Academic journal article T H E Journal (Technological Horizons In Education)

Creating Device-Neutral Assignments for BYOD Classes

Academic journal article T H E Journal (Technological Horizons In Education)

Creating Device-Neutral Assignments for BYOD Classes

Article excerpt

As more school districts begin to adopt Bring Your Own Device (BYOD) programs, the same few questions arise: Will I need new lessons? How will students complete assignments? Who will troubleshoot device problems?

"I think it adds a lot of stress to the teachers when they think, 'Here are these students that are going to bring in all kinds of devices, and I don't know what they are and how to use them,'" says Ron Milliner, the director of the Kentucky Academy of Technology Education (KATE), whose organization assists schools in BYOD deployments. "We [at KATE] try to do training [for teachers] to take the lessons they already have prepared and show them how to turn them into lessons we call 'DNA'--device-neutral assignments."

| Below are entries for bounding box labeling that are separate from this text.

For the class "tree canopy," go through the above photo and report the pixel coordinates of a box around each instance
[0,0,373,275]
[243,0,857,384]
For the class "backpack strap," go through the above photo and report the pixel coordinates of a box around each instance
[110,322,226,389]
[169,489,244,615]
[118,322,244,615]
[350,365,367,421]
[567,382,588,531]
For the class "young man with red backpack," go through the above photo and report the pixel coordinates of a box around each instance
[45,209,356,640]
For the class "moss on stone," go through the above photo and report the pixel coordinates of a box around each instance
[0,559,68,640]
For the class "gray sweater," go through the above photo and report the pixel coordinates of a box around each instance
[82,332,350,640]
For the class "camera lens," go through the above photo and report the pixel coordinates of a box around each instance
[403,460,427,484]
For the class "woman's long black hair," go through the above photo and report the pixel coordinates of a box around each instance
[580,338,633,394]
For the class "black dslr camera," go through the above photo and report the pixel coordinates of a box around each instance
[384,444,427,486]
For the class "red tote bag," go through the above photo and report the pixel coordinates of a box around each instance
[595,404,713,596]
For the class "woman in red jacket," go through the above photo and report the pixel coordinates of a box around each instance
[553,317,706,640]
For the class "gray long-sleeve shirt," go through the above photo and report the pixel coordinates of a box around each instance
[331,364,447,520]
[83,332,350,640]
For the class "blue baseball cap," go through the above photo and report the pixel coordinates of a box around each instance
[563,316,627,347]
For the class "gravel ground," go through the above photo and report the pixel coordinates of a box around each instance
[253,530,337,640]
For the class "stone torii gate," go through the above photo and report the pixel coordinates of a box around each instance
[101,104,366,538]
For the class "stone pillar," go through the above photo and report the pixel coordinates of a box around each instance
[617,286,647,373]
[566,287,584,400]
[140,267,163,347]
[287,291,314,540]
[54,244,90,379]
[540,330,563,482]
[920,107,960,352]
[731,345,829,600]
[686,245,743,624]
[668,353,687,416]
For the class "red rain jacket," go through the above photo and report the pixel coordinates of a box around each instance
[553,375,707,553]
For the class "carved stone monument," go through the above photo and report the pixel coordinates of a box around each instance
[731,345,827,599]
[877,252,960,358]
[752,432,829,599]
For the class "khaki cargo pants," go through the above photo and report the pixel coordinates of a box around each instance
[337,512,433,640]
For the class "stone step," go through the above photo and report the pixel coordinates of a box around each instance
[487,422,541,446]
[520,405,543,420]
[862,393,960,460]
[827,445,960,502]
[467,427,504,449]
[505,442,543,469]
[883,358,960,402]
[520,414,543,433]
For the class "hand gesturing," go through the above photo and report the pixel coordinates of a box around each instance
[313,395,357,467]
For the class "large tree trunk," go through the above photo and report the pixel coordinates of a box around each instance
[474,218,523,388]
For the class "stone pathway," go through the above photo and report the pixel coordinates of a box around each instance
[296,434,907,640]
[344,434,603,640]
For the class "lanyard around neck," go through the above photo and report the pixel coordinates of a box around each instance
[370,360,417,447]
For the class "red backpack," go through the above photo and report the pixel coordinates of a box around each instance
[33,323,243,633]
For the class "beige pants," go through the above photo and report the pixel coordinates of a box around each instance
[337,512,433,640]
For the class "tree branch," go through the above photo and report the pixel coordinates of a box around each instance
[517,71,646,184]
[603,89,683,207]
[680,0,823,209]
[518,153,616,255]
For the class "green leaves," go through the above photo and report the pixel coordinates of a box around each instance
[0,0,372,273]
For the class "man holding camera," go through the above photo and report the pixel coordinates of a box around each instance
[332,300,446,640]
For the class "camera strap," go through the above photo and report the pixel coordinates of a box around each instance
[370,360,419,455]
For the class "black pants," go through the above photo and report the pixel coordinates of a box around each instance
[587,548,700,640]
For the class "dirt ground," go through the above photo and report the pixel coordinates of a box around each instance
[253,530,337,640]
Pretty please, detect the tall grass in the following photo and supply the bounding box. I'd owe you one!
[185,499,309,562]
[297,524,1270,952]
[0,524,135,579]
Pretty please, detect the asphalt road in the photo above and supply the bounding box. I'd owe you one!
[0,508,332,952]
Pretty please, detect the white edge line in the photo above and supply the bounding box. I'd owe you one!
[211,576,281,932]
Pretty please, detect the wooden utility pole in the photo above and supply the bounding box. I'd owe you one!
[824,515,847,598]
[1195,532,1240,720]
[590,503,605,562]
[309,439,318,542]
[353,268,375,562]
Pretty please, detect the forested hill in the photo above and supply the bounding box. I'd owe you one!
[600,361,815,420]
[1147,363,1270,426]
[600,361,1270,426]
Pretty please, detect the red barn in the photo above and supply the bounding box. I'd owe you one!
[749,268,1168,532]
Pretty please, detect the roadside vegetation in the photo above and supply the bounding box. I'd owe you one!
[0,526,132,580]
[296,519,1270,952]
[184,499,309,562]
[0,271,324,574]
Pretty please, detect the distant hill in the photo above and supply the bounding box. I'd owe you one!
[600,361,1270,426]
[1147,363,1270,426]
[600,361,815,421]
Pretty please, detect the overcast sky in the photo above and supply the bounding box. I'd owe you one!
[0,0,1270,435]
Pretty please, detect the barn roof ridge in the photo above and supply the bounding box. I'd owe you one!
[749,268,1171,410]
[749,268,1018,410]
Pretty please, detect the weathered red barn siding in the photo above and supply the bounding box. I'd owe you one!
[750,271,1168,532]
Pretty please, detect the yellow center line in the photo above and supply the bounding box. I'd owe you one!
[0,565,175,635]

DNA lessons are an important component in allowing students using different devices to do their homework. But don't be intimidated by all the acronyms. What Milliner and his team show teachers is that moving to a digital structure doesn't necessarily require big changes to existing lesson plans.

Sometimes this shift can be as simple as changing the wording in a syllabus. =Instead of saying a 'PowerPoint,' say a presentation; don't say 'Word document,' just say word-processing file. The kids are going to find the application or the device program they need to create the assignment," Milliner says. There are also specific cross-platform tools teachers can use, such as word processing programs Microsoft Word or OpenOffice for PCs, Pages for Apple, Google Docs for Android, and Word Mobile for Windows Phone. …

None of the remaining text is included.